El viejo lutero posó el
trozo de arce sobre su mesa de roble y empezó a recolectar las herramientas que
lo ayudarían en tan ambicioso proyecto. Luego de traer las cuñas, preparar el
doblador, encontrar el barniz, seleccionar las cuerdas y ordenar todo en su
debido lugar, colocó una pequeña radio de madera para que lo acompañara en las
largas jornadas que se avecinaban. Una radio local transmitía conciertos,
óperas y ballets sin descanso, y el laudero las entonaba con el alma, las
tarareaba, silbaba, siempre al son de sus compositores favoritos. No era ningún
erudito en el tema, no reconocía a la mayoría, no sabía diferenciar a Vivaldi
de Handel, o a Chopin de Schubert, pero su corazón saltaba con cada sincopado,
se suspendía con cada pianísimo, gritaba in crescendo.
Y así, en su pequeña casa
de la Sierra, el lutier trabajó jornadas extenuantes, dividiendo los días en
dos comidas y algo de sueño, viviendo por el trozo de madera, muriendo un poco
junto a cada surco, a cada cincelada, cada detalle. Luego de un mes jugando con
el doblador, los barnices, las cuerdas y la pluma, luego de más de treinta días
de arduo trabajo, más de diez horas diarias de apasionado laburar, posó la
madera trabajada en su cuello agotado y sintió como el trozo de arce ya no era
madera, como recuperaba la primavera que le había sido arrebatada, como vibraba
de vida, de energías, de emoción.

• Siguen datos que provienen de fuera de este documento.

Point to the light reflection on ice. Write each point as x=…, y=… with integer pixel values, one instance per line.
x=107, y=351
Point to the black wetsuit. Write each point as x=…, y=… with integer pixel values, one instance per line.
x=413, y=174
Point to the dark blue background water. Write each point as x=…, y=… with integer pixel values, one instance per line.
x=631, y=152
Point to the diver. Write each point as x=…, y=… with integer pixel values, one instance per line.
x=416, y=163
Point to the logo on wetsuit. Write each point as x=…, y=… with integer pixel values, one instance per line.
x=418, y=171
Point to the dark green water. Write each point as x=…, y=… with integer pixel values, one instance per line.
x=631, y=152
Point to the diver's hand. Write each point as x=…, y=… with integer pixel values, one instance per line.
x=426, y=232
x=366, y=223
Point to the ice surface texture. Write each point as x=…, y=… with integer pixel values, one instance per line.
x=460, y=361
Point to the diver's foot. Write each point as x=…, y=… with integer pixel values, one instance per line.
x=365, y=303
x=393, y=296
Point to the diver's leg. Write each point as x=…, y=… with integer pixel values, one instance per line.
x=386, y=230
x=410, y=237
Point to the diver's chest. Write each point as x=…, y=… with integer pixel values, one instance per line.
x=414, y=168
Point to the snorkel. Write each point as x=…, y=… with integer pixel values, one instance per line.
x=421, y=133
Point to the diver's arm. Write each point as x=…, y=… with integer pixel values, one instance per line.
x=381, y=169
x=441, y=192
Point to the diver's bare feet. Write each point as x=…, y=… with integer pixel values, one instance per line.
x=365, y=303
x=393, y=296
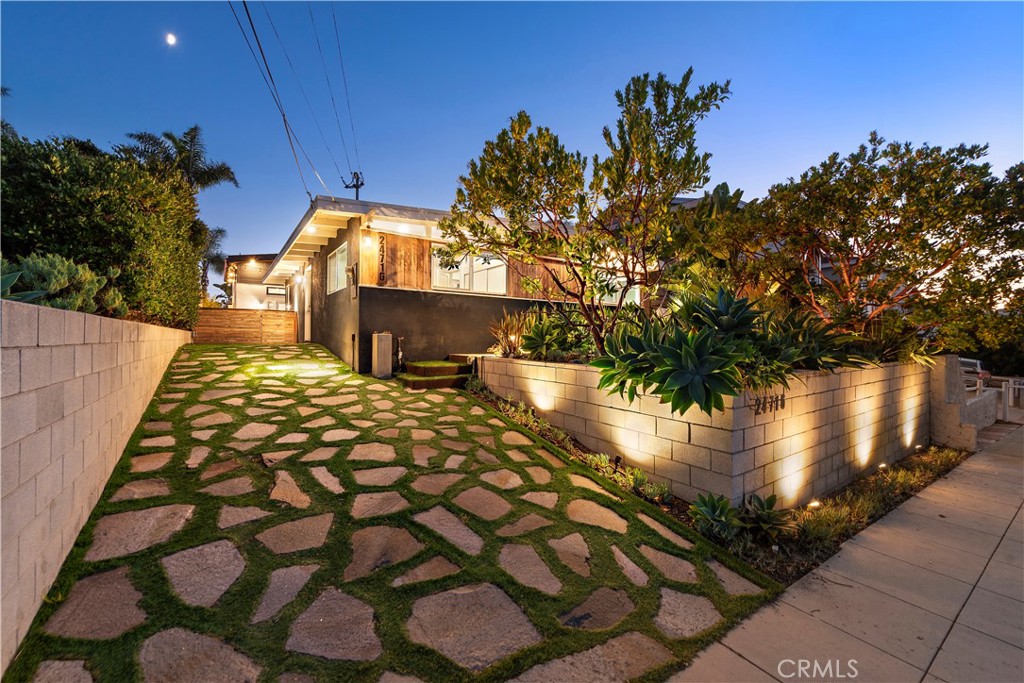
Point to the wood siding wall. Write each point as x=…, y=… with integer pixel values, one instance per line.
x=222, y=326
x=407, y=265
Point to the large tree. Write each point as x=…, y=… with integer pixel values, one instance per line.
x=922, y=238
x=67, y=197
x=185, y=153
x=580, y=232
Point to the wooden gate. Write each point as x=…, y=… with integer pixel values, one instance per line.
x=228, y=326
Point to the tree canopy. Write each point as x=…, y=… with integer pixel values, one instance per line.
x=588, y=231
x=69, y=198
x=891, y=237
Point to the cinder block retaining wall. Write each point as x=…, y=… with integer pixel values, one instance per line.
x=828, y=429
x=74, y=387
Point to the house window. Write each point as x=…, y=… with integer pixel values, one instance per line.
x=337, y=279
x=480, y=274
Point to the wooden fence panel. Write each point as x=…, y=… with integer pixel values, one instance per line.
x=231, y=326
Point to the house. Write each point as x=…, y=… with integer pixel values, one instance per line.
x=353, y=267
x=245, y=272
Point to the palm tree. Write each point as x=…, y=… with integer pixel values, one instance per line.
x=185, y=153
x=213, y=255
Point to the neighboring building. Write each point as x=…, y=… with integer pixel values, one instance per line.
x=353, y=267
x=245, y=272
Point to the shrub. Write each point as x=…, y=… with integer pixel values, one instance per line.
x=714, y=516
x=764, y=521
x=708, y=347
x=509, y=331
x=53, y=281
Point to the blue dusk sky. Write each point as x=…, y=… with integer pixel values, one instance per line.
x=430, y=82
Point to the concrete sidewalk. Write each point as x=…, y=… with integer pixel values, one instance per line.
x=932, y=592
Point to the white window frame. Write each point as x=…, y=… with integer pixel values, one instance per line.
x=337, y=273
x=472, y=272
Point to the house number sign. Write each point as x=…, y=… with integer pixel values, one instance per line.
x=770, y=403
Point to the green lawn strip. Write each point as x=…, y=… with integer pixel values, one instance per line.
x=228, y=620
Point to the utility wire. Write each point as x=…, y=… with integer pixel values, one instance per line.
x=298, y=82
x=281, y=104
x=344, y=79
x=293, y=138
x=330, y=89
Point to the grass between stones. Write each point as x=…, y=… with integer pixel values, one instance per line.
x=287, y=383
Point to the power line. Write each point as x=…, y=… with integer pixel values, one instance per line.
x=344, y=79
x=275, y=95
x=337, y=117
x=298, y=82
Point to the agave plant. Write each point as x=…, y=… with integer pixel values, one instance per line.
x=682, y=367
x=714, y=515
x=764, y=521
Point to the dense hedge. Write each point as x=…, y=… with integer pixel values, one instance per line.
x=67, y=197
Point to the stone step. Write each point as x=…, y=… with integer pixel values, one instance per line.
x=438, y=368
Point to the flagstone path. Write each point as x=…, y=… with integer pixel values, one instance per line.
x=279, y=518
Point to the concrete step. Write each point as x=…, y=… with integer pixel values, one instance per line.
x=437, y=368
x=435, y=382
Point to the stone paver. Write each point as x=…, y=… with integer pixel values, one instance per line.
x=451, y=527
x=604, y=608
x=295, y=536
x=232, y=516
x=200, y=575
x=588, y=512
x=621, y=658
x=151, y=462
x=236, y=486
x=375, y=505
x=545, y=499
x=287, y=491
x=684, y=615
x=482, y=503
x=435, y=484
x=62, y=671
x=573, y=553
x=336, y=627
x=665, y=531
x=379, y=476
x=674, y=568
x=328, y=480
x=377, y=547
x=525, y=566
x=489, y=628
x=504, y=479
x=382, y=453
x=285, y=585
x=435, y=567
x=522, y=525
x=127, y=532
x=140, y=488
x=632, y=570
x=215, y=470
x=103, y=605
x=177, y=655
x=732, y=582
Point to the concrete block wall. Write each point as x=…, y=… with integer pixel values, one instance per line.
x=829, y=428
x=74, y=387
x=956, y=416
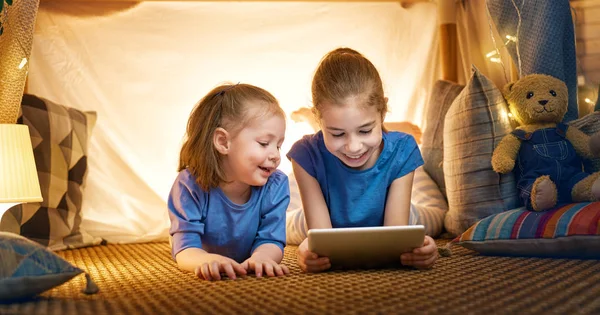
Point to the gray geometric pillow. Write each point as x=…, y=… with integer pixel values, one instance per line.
x=474, y=125
x=59, y=136
x=442, y=96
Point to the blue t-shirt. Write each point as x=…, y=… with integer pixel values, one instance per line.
x=356, y=198
x=210, y=221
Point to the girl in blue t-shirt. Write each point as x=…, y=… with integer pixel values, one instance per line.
x=354, y=173
x=227, y=205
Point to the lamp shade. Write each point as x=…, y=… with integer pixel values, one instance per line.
x=18, y=174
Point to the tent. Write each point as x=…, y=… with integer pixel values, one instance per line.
x=141, y=66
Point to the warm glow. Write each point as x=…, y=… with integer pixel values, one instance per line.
x=23, y=63
x=18, y=174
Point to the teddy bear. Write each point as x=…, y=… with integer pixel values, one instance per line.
x=547, y=153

Una lágrima se derramó desde lo alto de sus
ojos añejados en vidrio, dando a parar en el instrumento que ahora tomaba como quien
recibe a su primogénito por primera vez de las manos de la enfermera. Lo que
antes fue arce desechado, resto de madera, basura de otros proyectos, hoy se
erigía como un instrumento maravilloso, elegante como la mesa hermana de
Motril, laborioso como la silla de
Deifontes, único, diferente, listo para susurrar las notas más hermosas en los
oídos estupefactos de los públicos más diversos, recorrer el mundo y
maravillarse con cada teatro, cada escenario, cada orquesta que le acompañase
en su entonar. El viejo lutier colocó el instrumento sobre su hombro
rejuvenecido y apoyó la pluma por primera vez sobre esas cuerdas vírgenes. Una
nota llena de calor y brío fue despedida de la caja resonante de lo que antes
solo fuera madera de arce, dando a parar en el eco maravilloso de la casa en la
Sierra Nevada. Fue entonces cuando el trozo de madera entendió de donde
provenía la música, fue cuando comprendió lo que significaba la armonía, la
melodía. Fue cuando supo que ya no era un solo trozo de madera, un resto de
arce rojo, un desecho de mesa, una basura de silla. La madera entendió nunca fue un
trozo o un pedazo, siempre fue violín.